"Tired just a bit," answered Ruth, again striving to evade Maudlin's gaze. "Maudlin, dear, Master Sheppard was taking in sea-coal."
"Ay. Yesterday forenoon. I know."
"Nay, to-night. Just now, as I came by."
"Just now! What nonsense is the child's tongue talking? Sea-coal again, quotha? when Mistress Sheppard was ratin' of him fast as any mill-clapper but this very morning only in my hearing, for having more sea-coal in than the 'King's Arms' can use this side o' Yule-tide, if all the king's horses, and all the king's men, and the king himself into the bargain, should come an' put up. An' main and put about is Mistress Sheppard with his craze, as she calls it. 'Just like men,' says she. 'An' no wonder,' says I, 'for sarteny there's no denyin' you may have too much o' the best o' God's gifts. And what with Sheppard's sea-coal extravagance, and what with his oysters—"

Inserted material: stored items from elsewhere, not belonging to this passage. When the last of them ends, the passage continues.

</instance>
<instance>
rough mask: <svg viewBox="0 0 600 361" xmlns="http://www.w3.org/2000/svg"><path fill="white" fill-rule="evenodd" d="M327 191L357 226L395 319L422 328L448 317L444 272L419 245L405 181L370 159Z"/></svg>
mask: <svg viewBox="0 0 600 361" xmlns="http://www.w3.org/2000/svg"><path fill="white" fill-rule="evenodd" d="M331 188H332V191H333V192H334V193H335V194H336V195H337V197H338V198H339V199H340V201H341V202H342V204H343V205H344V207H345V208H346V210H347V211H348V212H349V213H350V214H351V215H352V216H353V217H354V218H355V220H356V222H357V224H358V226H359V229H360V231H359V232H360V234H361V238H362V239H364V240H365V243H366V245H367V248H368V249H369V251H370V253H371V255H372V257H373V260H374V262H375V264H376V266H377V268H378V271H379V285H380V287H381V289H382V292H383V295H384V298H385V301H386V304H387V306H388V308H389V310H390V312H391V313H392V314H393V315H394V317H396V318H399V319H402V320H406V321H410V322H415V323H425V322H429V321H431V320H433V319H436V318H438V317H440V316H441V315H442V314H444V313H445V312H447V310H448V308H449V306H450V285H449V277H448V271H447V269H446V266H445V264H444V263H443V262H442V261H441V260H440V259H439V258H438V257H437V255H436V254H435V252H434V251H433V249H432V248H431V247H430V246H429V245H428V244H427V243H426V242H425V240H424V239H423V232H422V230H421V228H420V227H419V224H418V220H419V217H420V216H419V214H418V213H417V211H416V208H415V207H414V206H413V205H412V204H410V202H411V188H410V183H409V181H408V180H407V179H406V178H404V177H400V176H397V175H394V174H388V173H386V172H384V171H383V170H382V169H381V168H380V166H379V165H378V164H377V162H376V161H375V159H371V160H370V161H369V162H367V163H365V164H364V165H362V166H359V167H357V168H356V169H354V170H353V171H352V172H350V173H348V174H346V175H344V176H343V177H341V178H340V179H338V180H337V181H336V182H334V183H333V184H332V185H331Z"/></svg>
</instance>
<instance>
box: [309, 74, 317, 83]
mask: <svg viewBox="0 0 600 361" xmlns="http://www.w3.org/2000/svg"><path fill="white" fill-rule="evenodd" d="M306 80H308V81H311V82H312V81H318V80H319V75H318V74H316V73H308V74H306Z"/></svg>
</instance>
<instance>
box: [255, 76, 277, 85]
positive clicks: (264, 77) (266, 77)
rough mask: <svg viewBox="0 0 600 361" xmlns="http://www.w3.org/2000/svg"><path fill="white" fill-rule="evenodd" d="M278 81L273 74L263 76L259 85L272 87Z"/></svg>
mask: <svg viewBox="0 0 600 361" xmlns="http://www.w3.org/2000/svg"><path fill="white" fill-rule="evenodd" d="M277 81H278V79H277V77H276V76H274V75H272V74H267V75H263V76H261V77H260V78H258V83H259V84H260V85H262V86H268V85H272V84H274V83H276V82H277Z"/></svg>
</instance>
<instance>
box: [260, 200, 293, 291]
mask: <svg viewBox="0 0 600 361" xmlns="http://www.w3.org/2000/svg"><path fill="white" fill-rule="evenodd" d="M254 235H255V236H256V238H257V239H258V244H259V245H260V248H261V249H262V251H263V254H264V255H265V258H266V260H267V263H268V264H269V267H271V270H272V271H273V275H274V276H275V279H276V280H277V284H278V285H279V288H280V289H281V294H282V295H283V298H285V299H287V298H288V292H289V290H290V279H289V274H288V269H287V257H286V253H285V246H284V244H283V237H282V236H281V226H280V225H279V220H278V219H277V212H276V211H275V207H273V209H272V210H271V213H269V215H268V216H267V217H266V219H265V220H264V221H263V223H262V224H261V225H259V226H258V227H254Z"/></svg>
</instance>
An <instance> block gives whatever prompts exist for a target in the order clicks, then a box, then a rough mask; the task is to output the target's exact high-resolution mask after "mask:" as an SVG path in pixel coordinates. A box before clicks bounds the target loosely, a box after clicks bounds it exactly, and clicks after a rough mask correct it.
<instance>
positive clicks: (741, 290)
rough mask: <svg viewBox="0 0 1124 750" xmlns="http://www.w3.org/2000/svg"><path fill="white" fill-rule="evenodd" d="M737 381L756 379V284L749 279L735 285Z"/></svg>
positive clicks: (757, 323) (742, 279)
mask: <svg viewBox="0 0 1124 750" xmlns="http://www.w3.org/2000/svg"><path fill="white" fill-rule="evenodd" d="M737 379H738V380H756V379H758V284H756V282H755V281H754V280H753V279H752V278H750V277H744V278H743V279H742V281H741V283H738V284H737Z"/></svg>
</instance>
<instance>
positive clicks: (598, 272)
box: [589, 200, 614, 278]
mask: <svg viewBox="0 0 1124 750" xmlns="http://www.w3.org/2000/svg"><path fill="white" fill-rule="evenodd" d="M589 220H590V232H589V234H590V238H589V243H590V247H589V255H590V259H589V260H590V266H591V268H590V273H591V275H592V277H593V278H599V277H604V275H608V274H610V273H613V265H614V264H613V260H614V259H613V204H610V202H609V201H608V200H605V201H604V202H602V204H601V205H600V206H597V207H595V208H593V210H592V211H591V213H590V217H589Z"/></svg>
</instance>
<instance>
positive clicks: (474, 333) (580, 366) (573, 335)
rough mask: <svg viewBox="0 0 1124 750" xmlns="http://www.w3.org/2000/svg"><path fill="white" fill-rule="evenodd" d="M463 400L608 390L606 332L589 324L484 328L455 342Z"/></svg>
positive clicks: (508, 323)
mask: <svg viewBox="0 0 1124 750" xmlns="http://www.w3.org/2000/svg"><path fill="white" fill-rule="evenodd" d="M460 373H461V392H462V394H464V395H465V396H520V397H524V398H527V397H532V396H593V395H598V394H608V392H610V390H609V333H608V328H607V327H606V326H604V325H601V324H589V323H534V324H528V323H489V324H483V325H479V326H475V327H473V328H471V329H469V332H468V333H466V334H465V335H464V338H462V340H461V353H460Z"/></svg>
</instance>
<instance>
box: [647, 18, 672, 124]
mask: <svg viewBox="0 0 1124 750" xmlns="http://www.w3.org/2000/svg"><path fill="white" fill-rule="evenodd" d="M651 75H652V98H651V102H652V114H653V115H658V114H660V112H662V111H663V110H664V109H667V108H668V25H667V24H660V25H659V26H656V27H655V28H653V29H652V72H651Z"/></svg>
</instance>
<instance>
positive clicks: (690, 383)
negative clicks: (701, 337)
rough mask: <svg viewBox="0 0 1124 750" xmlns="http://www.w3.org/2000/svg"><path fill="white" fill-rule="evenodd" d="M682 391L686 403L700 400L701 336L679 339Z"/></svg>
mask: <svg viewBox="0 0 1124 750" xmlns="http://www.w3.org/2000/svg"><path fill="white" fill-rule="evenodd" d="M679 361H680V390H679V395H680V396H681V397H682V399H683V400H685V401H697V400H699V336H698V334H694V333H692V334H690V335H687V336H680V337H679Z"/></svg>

"Oysters!" exclaimed Ruth.
"Ay. Nasty slippy things. Two big boatloads o' them's landed within this se'nnight. 'Travellers,' says Master Sheppard, ''ll swallow as many as you please to set afore 'em.' 'Maybe. Worse taste theirs,' says Mistress Sheppard. 'But they won't eat the shells, I reckon; and three parts on 'em's just empty shells, she was tellin' of me; and as she says, says she, 'a groat a year paid for 'em quarterly 'd be a main sight more'n they're worth.' No, no, ladybird, you must ha' mistook. Like as not 'twas only the barge comin' to a standstill by the gate. Got stuck in the mud. The water thereabouts doesn't lie as thick as a six-pence."
"Will father be in soon, did he say, Maudlin?"
"He bid us not wait up for him; and to lock all but the postern-gate hard an' fast. He might be late, he said, havin' business to settle across at the 'King's Arms' with some dealers."
"In what?"
"Lord! how inquisitive the child is to-night. In grain, I reckon."